The warm weather got me out into the garden this weekend and I spent a pleasant morning scouring the lawn with our weapons of moss destruction. I also had a brainwave. We have been looking for a way for the chldn to exercise a little independence but which would also be a low risk activity in a safe environment. Unsupervised weeding seemed to fit the bill nicely, and it was a valuable three minutes that I feel sure we can build on.
Zoe has started redrafting the Beanie Baby Nativity play that was so well received last Xmas and I agree with her that it now has a more mature feel. It also became clear this week that Jake was disastrously miscast as Herod and will take no further part.

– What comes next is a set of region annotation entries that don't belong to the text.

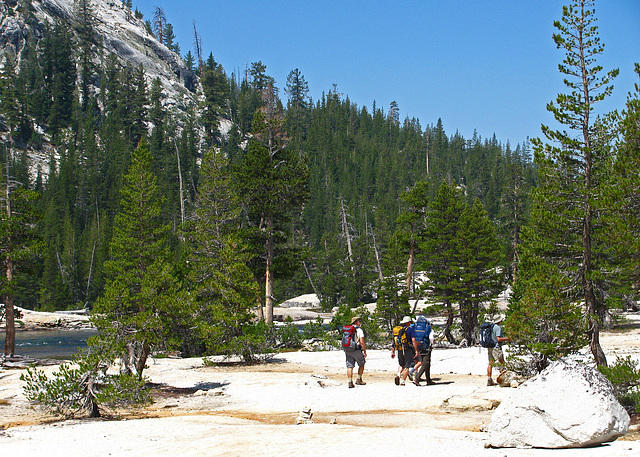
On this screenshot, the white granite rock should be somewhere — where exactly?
[487,360,629,448]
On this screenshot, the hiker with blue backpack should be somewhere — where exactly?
[480,314,510,386]
[413,315,435,386]
[391,316,419,386]
[342,316,367,389]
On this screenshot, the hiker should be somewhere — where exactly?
[391,316,419,386]
[342,316,367,389]
[413,315,435,386]
[487,314,511,386]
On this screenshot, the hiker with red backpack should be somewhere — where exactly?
[342,316,367,389]
[480,314,511,386]
[391,316,420,386]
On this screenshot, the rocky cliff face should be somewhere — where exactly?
[0,0,197,109]
[0,0,198,174]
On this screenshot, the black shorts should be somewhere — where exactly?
[398,348,416,368]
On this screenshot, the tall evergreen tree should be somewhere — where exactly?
[237,100,309,323]
[456,199,503,345]
[185,151,259,361]
[533,0,618,365]
[421,182,465,343]
[607,63,640,300]
[92,140,184,378]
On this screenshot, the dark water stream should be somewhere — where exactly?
[0,330,96,359]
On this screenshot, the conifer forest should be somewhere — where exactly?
[0,0,640,372]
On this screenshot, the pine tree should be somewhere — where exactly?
[237,100,309,323]
[92,140,184,378]
[533,0,618,365]
[421,182,466,343]
[189,150,260,361]
[396,181,429,295]
[606,63,640,300]
[456,199,503,345]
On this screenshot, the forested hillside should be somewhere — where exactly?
[0,0,534,320]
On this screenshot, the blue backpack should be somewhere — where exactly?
[342,325,358,349]
[414,316,431,351]
[480,322,498,348]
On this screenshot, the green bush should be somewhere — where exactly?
[598,356,640,413]
[20,353,151,418]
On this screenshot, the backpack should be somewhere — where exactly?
[393,325,409,351]
[480,322,497,348]
[342,325,358,349]
[415,316,431,351]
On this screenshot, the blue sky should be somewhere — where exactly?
[133,0,640,146]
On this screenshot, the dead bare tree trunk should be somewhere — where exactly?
[173,138,184,226]
[4,158,16,355]
[264,217,275,324]
[340,197,355,272]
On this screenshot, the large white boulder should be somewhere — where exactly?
[487,360,629,448]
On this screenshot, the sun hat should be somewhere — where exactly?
[491,313,505,324]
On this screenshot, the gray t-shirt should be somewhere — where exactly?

Massacres aside he is loving the sense of space and freedom that our garden brings him, and has been throwing himself around like a Boy Scout trying for his Injuries badge. He is also finally using his Early Learning Centre golf set for the purpose which nature intended, i.e. not as a pair of machine guns. He is getting quite good. I praised him to encourage him, but then wished I hadn't when he bet me his pocket money that he could beat me. Parental dilemma: do I try hard to win and effectively rob him, or deliberately lose thus according him false status, positively reinforcing gambling as a habit and ending up out of pocket? I won.
Mel's got big plans for the garden. Unfortunately so do the local foxes who see it as a toilet and general safe haven. To warn them off we are smearing goo made from lion dung on the walls and fences. It does smell pretty bad, but if it doesn't work then I think we should use the infusion M made a few months ago from Chinese tree bark which I remember as smelling far worse.
I've rather taken to the idea of charting our progress and I discussed making a video diary with M. I think the BBC would lap up a piece about the pursuit of excellence in parenting, but she was lukewarm and wants to wait till the redecorations are complete.
The idea really appealed to the director in Zoe though. She was megakeen to capture our lives and filmed us all during Sun lunch. She hasn't quite got the hang of the digicam yet and shot a lot of jumpy footage of the kitchen ceiling, but I think she may have invented a new film genre - the Fly-Trapped-in-a-Light-Fitting documentary.
Found this which amused me. An Australian talking to an American heavy rocker about philosophy. It should have been called “Two prawns discuss what they're going to do with the ocean”. I'm still dumbstruck by how people think celebrities have anything important to say about anything except the pressures of being famous.
M thinks I'm working too hard and wants me to switch to eating lo fat spreads and drinking decaff coffee with skimmed milk in it like she does. I think this qualifies as criticism but she says it's caring. I'll remember that distinction.